As the Queer Alliance Resource Center, or QARC, and bridges Multicultural Resource Center fight for adequate student spacing, members of QARC attempt to clear up misconceptions about the two organizations’ demands in the relocation of their meeting spaces.
QARC and bridges
QARC and bridges are not the same organization — QARC is a campus organization run by LGBTQ+ students, dedicated to LGBTQ+ students. According to Jerry Javier, board director for QARC, the center “provide(s) financial resources, logistical resources and (helps) facilitate community dialogue.”
Bridges Multicultural Resource Center, meanwhile, is a coalition of several campus organizations that encourages underrepresented students of color to pursue higher education and provides resources for UC Berkeley students of color.
Javier said the two organizations are not new resources on campus, despite what many people may think.
“QARC and bridges are both very old organizations that have systematically been downsized,” Javier said. “We’re … established organizations with a history of supporting students on a large scale (and) we’re trying to gain back a space that has already been taken from us.”
Issues with spaces
Last Friday, supporters and members of the organizations led a protest in front of Sather Gate — after having held several previous protests — demanding their resource centers be relocated to another area on campus.

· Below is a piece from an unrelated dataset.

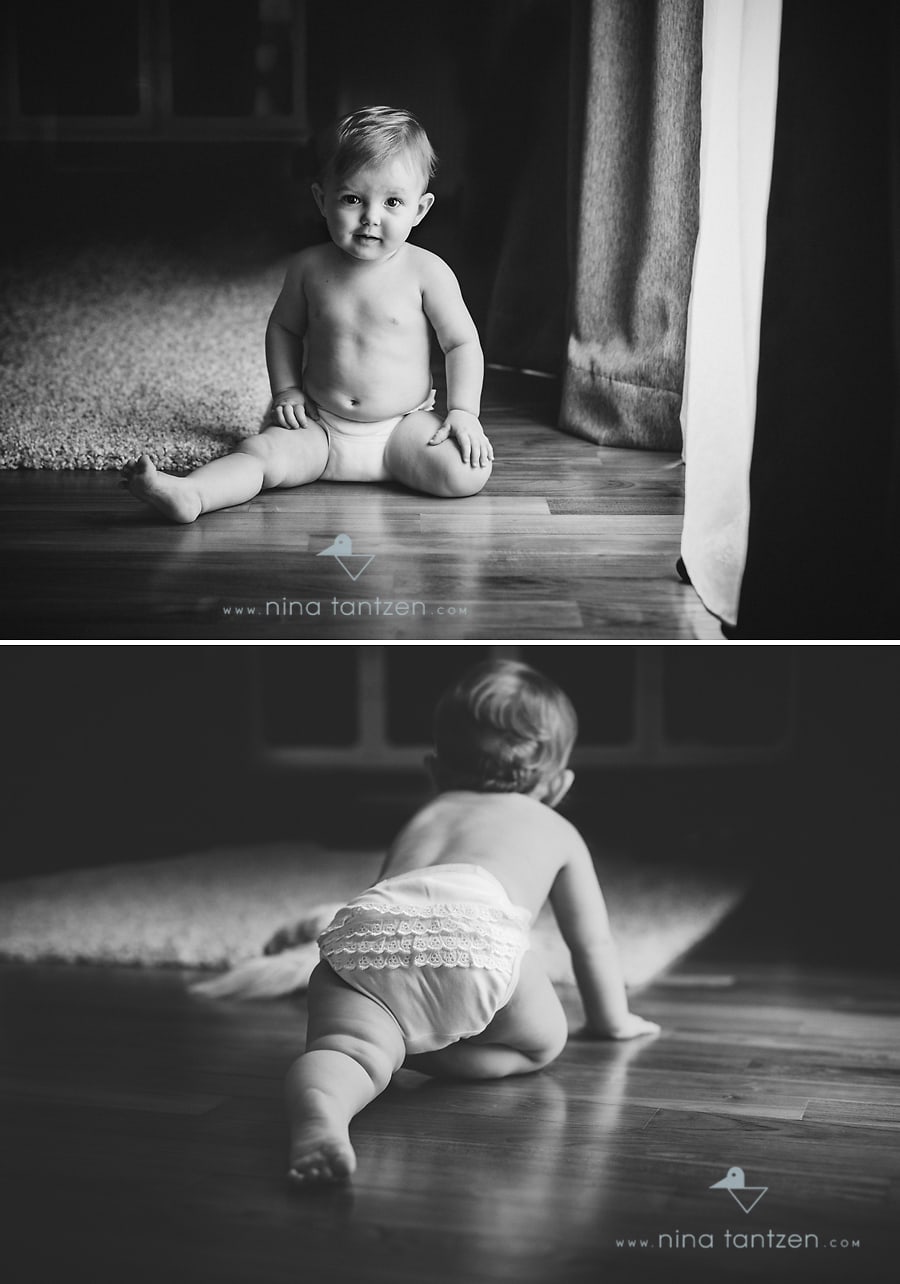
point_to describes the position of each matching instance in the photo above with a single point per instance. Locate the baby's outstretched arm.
(284, 349)
(460, 344)
(580, 912)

In 2011, QARC and bridges were offered the choice of two spaces — one in office space shared with other student groups and the other in the Eshleman Hall basement. Because of bridges’ work with K-12 students, which requires it to keep certain information confidential, the shared office space was not an option, and it therefore agreed to its current space.
“The community is still trying to get the best place possible for our resource centers,” said Juniper Cordova-Goff, a member of QARC who is involved with the bridges and QARC fight for spaces. “We’re in the middle of what the next steps are … and we’re just trying to hold the institution accountable and make sure everyone knows we are visible.”
Media misconceptions
Many news outlets reported that activists who were part of the protest refused passage to white students attempting to pass through Sather Gate but did not prevent minority students from crossing. Javier said this claim is false.
“The students of color (were) actually trying to join the line in support — people just didn’t know what they were looking at,” Javier said. “We turned away everyone who came, no matter what race or ethnicity they were … except for people with disabilities.”
According to campus spokesperson Adam Ratliff, campus representatives have examined the situation and have spoken with eyewitnesses, including police officers, and determined that race did not play a role in the protesters’ interactions with people who attempted to pass through.
Media sources claiming the organizations are looking for a “safe space” are wrong, according to Javier.
“I’m not sure where the safe space rhetorics are popping up,” Javier said. “We’re not asking for safe space, we’re asking for our spaces to be expanded so that we can operate and do the work we are doing for large communities.”
Campus leaders are currently helping to create a solution to the issue in close cooperation with the ASUC Student Union, Ratliff said in an email.